What costs arise in the course of implementation?

The more preparatory work a business does, the cheaper the ERP system becomes. If a company clearly formulates its requirements from the outset and sends these to the supplier in the form of a tender or performance specification, the more specifically the development can take customer wishes and technical refinements into account. As a rule, hidden costs can also be better revealed and discussed before the actual development phase. At the same time, of course, the type of ERP system is relevant. Individual software is always more expensive than an all-in-one version.

Many companies also forget the running costs that an implementation entails. Those who decide on an on-premise variant, i.e. a usage and licensing model, require IT specialists and the corresponding hardware, among other things. The company also takes care of support and maintenance itself. With an ERP system implemented in the cloud, the costs are not eliminated, but the provider’s surcharge can be more favourable in the long term by means of subscriptions. The manufacturer is responsible for support and updates. No own hardware is required.

In general, the implementation costs are very individual. It is therefore difficult to give an exact breakdown of expenditure – every situation or requirement is different, as are the needs and requirements of the companies concerned. In general, however, the following statements can be made:

      • The acquisition costs amount to around 6,000 euros per workplace
      • If no hardware is required, the price drops
      • Individual requirements and additional features lead to increased expenditure
      • Of course, the implementation and subsequent operations also require human resources. Companies should plan for between four and seven employees for maintenance and operations
      • In addition, between two and three external experts will most likely be involved
      • Modernisation, maintenance and updates also cost money. Approximately 1/3 of the acquisition costs can be expected. At the latest every five years, the ERP system should be modernized and updated
      • The implementation can easily last twelve months

The importance of usability

Usability is an essential criterion when choosing an ERP system. The easier the software is to use, the easier it is for employees to become familiar with it. Intuitive operation also leads to less workload.
Relevant for the usability is, among other things, the interface. This should not appear too overloaded. The faster the user finds the desired function, the more efficiently he can work with the software. Clear and easy navigation is therefore recommended. Help functions integrated into the ERP software can also be very useful, e.g. by showing individual processes in an understandable way.

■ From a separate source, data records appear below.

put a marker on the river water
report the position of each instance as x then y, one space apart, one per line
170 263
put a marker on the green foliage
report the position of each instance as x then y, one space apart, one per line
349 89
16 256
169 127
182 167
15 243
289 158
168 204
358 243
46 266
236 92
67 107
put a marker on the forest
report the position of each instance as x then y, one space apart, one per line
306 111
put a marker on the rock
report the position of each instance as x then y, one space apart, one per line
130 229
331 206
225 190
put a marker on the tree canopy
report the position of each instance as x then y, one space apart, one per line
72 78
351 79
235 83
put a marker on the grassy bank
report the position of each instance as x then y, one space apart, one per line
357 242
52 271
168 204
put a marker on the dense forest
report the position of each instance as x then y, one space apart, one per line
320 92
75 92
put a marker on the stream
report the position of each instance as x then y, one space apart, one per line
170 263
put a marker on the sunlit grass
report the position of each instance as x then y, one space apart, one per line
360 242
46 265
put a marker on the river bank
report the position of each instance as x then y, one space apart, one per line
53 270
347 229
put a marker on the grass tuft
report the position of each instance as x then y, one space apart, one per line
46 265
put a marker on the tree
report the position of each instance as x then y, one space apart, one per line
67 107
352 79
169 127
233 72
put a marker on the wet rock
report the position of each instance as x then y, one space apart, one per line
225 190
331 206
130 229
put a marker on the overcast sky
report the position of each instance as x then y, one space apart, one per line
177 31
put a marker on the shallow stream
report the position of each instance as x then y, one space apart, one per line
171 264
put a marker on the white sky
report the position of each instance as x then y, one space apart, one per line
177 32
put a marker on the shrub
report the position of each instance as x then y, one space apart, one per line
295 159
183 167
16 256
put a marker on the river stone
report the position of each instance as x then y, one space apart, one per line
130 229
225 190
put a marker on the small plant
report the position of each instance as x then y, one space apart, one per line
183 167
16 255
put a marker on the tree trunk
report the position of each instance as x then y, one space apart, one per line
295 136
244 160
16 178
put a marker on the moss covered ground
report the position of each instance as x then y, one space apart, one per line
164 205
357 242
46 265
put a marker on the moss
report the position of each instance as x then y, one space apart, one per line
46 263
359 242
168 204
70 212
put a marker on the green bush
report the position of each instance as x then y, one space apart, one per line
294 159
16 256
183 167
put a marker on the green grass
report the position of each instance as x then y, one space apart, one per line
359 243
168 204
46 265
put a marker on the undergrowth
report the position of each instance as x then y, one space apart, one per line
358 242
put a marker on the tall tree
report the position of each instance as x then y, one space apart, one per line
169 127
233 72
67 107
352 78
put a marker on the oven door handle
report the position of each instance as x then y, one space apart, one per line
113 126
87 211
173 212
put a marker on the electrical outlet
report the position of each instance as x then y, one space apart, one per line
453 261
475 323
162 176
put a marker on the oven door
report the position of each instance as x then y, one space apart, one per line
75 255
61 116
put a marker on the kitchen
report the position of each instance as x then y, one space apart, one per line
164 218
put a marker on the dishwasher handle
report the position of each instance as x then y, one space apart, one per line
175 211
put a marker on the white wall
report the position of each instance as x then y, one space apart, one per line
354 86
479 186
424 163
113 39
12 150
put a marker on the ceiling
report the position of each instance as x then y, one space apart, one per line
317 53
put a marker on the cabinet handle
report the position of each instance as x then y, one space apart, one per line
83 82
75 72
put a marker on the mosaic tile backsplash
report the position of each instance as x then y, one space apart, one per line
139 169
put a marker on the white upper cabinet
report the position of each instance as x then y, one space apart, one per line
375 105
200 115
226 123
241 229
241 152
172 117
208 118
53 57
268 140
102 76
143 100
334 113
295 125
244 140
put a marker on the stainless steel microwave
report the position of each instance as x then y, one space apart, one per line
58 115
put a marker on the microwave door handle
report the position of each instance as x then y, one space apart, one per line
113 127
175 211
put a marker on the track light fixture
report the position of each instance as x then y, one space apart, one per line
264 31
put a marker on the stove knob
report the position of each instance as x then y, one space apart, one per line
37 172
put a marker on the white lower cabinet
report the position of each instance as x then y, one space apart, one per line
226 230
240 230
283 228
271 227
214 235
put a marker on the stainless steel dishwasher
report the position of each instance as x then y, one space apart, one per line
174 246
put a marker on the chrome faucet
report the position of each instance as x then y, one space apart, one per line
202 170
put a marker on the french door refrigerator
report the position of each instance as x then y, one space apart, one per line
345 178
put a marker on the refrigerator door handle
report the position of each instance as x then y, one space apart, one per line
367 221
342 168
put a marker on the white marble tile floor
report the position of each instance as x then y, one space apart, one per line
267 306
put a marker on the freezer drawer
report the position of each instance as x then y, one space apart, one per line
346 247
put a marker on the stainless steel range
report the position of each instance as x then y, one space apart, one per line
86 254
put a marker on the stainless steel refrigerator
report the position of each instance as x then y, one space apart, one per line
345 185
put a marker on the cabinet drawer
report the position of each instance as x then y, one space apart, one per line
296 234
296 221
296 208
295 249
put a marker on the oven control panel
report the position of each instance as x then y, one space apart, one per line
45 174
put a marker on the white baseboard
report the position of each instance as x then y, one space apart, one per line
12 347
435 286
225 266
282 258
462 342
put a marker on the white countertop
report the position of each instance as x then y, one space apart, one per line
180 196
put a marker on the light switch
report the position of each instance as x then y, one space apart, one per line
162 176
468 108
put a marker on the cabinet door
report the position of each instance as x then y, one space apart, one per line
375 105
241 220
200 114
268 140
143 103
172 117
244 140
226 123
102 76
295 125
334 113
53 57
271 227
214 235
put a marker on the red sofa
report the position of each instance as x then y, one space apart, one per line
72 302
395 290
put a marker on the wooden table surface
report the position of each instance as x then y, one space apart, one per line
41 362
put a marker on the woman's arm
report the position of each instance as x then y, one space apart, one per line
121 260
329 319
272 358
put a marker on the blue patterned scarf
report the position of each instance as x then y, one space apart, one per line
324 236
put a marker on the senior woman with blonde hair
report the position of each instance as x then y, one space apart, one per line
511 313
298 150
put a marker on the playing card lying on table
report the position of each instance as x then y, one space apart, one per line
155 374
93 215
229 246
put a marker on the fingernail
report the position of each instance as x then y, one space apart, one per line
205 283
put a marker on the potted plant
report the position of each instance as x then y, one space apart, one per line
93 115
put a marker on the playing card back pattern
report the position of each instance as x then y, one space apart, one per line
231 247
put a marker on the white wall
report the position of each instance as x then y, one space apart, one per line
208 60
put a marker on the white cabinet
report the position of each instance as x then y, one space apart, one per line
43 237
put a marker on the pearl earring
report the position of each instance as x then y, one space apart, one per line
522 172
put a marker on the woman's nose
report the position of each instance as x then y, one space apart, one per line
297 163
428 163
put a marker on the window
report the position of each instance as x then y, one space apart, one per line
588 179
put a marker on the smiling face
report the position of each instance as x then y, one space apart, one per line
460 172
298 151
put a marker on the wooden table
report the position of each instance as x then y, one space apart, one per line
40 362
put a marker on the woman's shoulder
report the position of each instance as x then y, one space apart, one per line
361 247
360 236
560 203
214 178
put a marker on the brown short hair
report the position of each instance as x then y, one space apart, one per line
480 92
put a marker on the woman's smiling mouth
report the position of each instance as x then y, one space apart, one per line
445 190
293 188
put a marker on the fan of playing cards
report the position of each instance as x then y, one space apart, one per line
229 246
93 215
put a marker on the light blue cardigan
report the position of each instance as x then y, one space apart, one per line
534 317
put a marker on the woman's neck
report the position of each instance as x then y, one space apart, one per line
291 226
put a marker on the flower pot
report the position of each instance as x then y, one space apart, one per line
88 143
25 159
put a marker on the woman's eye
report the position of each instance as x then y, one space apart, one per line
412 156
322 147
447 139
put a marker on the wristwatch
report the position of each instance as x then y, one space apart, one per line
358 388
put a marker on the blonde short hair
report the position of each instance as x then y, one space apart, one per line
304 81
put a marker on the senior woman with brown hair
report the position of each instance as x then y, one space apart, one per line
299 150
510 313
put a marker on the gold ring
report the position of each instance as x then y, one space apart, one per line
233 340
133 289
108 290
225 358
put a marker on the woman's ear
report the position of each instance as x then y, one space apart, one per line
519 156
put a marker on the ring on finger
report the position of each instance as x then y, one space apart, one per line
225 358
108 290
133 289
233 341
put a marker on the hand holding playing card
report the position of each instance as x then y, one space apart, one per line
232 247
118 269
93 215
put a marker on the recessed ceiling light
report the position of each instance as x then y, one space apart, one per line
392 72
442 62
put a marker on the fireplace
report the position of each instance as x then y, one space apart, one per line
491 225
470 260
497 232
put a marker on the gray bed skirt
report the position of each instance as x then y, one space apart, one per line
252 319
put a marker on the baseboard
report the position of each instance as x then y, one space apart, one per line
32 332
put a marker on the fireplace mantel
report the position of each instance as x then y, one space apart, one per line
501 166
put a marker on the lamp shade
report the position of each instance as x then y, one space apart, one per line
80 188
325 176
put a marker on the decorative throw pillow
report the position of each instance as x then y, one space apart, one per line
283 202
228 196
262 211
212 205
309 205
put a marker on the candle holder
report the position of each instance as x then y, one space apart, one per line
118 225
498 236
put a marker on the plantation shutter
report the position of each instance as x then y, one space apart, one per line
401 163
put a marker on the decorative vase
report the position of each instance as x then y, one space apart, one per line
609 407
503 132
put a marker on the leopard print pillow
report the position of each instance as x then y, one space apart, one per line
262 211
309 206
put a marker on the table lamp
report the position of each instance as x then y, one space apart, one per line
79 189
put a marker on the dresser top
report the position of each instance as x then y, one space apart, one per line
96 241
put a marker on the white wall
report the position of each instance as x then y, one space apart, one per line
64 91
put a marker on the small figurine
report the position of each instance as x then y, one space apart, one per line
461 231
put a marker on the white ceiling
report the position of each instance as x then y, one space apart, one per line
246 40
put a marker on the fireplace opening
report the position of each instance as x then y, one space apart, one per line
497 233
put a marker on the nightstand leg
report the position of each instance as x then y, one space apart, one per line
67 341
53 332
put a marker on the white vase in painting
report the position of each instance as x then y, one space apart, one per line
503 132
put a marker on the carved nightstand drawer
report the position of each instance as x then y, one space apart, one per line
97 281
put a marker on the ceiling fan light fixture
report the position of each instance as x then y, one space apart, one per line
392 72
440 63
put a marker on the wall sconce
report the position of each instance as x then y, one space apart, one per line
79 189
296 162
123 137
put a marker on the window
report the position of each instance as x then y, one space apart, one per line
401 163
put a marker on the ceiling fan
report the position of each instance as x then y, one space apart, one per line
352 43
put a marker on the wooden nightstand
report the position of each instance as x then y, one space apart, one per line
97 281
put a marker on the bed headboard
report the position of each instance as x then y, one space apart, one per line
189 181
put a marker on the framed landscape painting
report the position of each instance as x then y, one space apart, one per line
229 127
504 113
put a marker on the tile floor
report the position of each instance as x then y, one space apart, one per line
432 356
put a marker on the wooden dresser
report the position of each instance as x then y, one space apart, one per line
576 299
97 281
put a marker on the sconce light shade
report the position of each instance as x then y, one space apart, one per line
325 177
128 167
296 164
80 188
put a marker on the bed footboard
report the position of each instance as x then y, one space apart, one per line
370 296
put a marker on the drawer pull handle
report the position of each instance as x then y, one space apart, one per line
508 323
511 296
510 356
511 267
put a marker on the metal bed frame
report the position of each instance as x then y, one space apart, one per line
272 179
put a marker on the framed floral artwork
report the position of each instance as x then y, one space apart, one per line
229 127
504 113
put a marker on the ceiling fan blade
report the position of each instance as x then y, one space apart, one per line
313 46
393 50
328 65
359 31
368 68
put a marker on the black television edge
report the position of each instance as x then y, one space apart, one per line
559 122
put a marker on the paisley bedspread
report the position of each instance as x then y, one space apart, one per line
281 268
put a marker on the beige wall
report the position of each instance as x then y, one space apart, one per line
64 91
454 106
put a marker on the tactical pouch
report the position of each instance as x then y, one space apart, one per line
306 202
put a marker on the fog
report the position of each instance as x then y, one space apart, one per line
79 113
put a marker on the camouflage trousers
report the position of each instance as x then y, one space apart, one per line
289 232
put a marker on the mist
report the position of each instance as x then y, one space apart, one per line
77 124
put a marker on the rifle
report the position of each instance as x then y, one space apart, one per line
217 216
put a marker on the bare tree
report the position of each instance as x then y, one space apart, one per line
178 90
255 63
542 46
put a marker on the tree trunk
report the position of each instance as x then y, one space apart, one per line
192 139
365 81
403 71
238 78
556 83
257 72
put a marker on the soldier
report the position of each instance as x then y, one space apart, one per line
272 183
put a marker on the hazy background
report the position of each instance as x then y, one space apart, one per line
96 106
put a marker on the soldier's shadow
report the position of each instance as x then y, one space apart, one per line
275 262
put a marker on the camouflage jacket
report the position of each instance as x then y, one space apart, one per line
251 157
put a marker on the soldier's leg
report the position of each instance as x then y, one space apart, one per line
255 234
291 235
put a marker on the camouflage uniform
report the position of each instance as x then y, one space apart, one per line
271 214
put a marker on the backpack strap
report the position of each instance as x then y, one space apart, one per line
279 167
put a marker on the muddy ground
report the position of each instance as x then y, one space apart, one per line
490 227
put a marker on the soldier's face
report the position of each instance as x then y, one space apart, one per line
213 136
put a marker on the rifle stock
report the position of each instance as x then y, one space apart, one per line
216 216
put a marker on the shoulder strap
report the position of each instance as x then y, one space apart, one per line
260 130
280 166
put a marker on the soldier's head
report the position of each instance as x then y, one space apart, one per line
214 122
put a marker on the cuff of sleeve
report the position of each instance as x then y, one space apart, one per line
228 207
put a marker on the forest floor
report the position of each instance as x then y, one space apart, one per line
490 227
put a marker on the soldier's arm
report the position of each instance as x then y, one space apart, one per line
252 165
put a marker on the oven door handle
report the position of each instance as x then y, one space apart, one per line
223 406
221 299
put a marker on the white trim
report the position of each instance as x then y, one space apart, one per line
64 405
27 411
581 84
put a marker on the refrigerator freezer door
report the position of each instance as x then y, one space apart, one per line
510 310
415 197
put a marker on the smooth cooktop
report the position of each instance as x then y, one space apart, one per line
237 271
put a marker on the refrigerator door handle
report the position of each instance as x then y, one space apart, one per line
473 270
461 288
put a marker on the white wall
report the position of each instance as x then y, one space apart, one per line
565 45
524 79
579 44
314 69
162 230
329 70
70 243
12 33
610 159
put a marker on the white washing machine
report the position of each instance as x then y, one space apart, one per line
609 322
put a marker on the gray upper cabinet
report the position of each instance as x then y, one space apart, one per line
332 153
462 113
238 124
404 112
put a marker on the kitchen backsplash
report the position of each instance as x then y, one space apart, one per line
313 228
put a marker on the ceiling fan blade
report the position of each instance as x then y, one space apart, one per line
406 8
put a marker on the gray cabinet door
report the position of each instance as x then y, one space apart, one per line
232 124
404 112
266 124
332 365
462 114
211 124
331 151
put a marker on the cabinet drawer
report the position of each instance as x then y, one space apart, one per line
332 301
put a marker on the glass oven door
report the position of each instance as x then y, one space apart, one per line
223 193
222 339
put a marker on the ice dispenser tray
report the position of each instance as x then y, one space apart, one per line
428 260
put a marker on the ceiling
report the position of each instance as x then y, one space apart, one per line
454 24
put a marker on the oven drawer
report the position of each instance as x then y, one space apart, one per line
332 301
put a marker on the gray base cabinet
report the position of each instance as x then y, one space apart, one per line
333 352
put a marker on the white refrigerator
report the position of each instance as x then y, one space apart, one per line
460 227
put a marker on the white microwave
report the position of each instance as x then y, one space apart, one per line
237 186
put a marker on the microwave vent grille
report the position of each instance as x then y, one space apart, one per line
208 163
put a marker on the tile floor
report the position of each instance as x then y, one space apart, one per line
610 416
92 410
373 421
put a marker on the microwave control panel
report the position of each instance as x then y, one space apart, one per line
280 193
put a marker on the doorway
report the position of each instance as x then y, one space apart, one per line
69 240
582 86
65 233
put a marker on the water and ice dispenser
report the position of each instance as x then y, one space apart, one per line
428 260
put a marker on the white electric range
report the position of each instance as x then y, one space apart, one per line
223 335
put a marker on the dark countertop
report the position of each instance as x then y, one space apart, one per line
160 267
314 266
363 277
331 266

Companies that opt for a cloud ERP also have the advantage that users are not tied to an office or the corporate network. Instead, access is possible worldwide – in addition to a stable Internet connection, VPN access to the company network is required on the one hand, and on the other hand the cloud ERP solution must be DSGVO-compliant.

Data protection and privacy

Ever since the above-mentioned DSGVO came into force, the protection of personal data has taken on a very high priority. Especially in the area of Cloud-ERP, many companies are insecure in this respect. When choosing an ERP system, it is therefore important to consider the location of the provider. The new DSGVO states that both European and other countries must comply with data protection guidelines. Nevertheless, these often differ – especially when comparing the European Union with non-member countries such as the USA. If questions arise, it is always advisable to contact the responsible data protection officer and check whether the data of customers, employees and partners in the system is really secure. If a company doesn’t want to take any risks, it can also implement its systems locally and integrate them into their own IT infrastructure – access is then possible either local via the network or VPN connection.